David Poile is excited about the Capitals in a way no one in the Capitals' organization has been excited for years.
Poile hasn't been trapped in the avalanches of melancholy that seem to roar down on the Capitals every winter.
He has seen those avalanches only from a safe distance. As assistant general manager of the Calgary Flames, Poile recognized the Capitals as a good offensive team with terminal defensive deficiencies.
"They'd always go into a long losing streak," Poile said of the Capitals of yore. "Every team has a slump, but the Capitals would go right out the window."
So Poile made it his first priority to correct the defensive problems that rendered the Capitals vulnerable to losing streaks that spread the rot of negativism. Offense is nice, but defense wins night after night. The day he started work 24 days ago, Poile searched for defenders.
This is true hope, not wishful thinking. After last season's 1-11 start that cost Gary Green his coaching job and Max McNab the general manager's job, the Capitals under Coach Bryan Murray played two games under .500. Such a team, even without Walter and Green, is greatly improved by the addition of the four Canadiens.
Mike Gartner, the Capitals' brilliant winger, was Walter's roommate. "They were like brothers," Poile said. "Mike told me he was upset about the trade the first day, but then he realized we needed to do it. He said he and Ryan can still be friends. He's really high right now. I think he'll score 50 goals this season."
Rod Langway, Brian Engblom, Doug Jarvis and Craig Laughlin have shown none of the sulky/pouty symptoms often associated with big winners traded down to big losers.
"They don't see it that way," Poile said. "They see Washington as a team on the way up . . . Langway and Engblom have bought homes in Washington. That's a good sign. A commitment."

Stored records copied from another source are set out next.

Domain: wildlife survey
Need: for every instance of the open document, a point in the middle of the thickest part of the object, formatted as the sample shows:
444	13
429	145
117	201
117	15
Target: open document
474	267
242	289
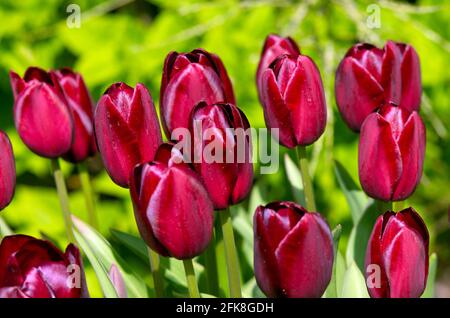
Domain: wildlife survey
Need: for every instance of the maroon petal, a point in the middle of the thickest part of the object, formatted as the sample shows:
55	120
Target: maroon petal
412	148
7	171
276	114
305	258
305	99
43	121
379	158
358	93
411	80
181	202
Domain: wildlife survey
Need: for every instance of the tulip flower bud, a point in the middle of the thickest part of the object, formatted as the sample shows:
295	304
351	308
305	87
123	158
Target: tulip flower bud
188	79
41	115
223	144
7	171
274	46
126	129
397	256
173	211
293	251
32	268
80	102
391	153
293	100
369	77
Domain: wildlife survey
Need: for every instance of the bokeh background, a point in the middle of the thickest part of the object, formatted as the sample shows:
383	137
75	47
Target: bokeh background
127	40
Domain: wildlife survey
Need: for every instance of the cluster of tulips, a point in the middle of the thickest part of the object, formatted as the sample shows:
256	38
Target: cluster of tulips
378	94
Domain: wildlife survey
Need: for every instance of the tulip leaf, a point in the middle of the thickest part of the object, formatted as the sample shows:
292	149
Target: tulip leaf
295	180
354	284
430	289
356	198
332	290
108	289
4	228
359	236
105	254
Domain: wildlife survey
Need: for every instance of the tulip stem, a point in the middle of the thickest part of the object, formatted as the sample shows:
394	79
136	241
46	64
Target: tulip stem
155	266
190	278
88	194
308	189
231	256
211	267
63	198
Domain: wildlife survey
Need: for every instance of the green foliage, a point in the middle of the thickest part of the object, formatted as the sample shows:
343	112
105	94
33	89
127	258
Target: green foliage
128	41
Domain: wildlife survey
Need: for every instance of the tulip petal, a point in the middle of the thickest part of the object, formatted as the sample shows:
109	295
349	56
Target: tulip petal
305	257
181	202
276	114
358	93
7	171
305	99
412	148
379	158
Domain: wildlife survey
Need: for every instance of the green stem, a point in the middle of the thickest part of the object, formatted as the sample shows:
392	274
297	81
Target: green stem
190	278
308	189
383	206
88	195
63	198
155	266
234	281
398	205
211	267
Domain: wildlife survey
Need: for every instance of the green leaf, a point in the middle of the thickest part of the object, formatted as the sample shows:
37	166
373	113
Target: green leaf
430	289
106	285
354	285
359	236
295	180
106	256
356	198
332	290
4	228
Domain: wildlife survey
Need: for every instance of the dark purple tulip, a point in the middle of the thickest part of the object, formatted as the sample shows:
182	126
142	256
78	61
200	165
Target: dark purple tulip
369	77
173	211
80	102
293	251
7	171
293	100
391	153
398	247
274	46
189	78
41	115
32	268
228	181
126	129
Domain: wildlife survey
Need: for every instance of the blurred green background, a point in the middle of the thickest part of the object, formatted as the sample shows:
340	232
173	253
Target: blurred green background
126	40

Poile has a commitment, too.
"My mandate is to get in the playoffs or my job is in jeopardy," Poile said, revealing Pollin's standards for the rookie general manager and, most likely, the second-year coach. "I wouldn't have taken the job if I didn't expect to get in the playoffs."
The first week, Poile decided with Murray to dump goaltender Mike Palmateer, a third wheel in the net who wouldn't get enough time to justify an estimated $250,000 salary. The net belonged to Dave Parro and Pat Riggin. Poile was building a defense.
He also is building an idea.
Palmateer had been trapped in the avalanches, suffocating in defeat. Because it is no fun to be around an unhappy third wheel reminding you of how unhappy you ought to be, Poile traded away Palmateer.
"Only Mike Gartner and Dennis Maruk have been on this team two full seasons," Poile said. "That's what I told the team up here. There is no losing tradition here, because nobody has been here that long."
One thing more. The first week on the job, Poile talked to the team's trainer.
"He told me everything that was wrong with this organization," Poile said, explaining why he then fired the fellow.
And now, Poile said, the Capitals have a new trainer who thinks it is exciting to be here.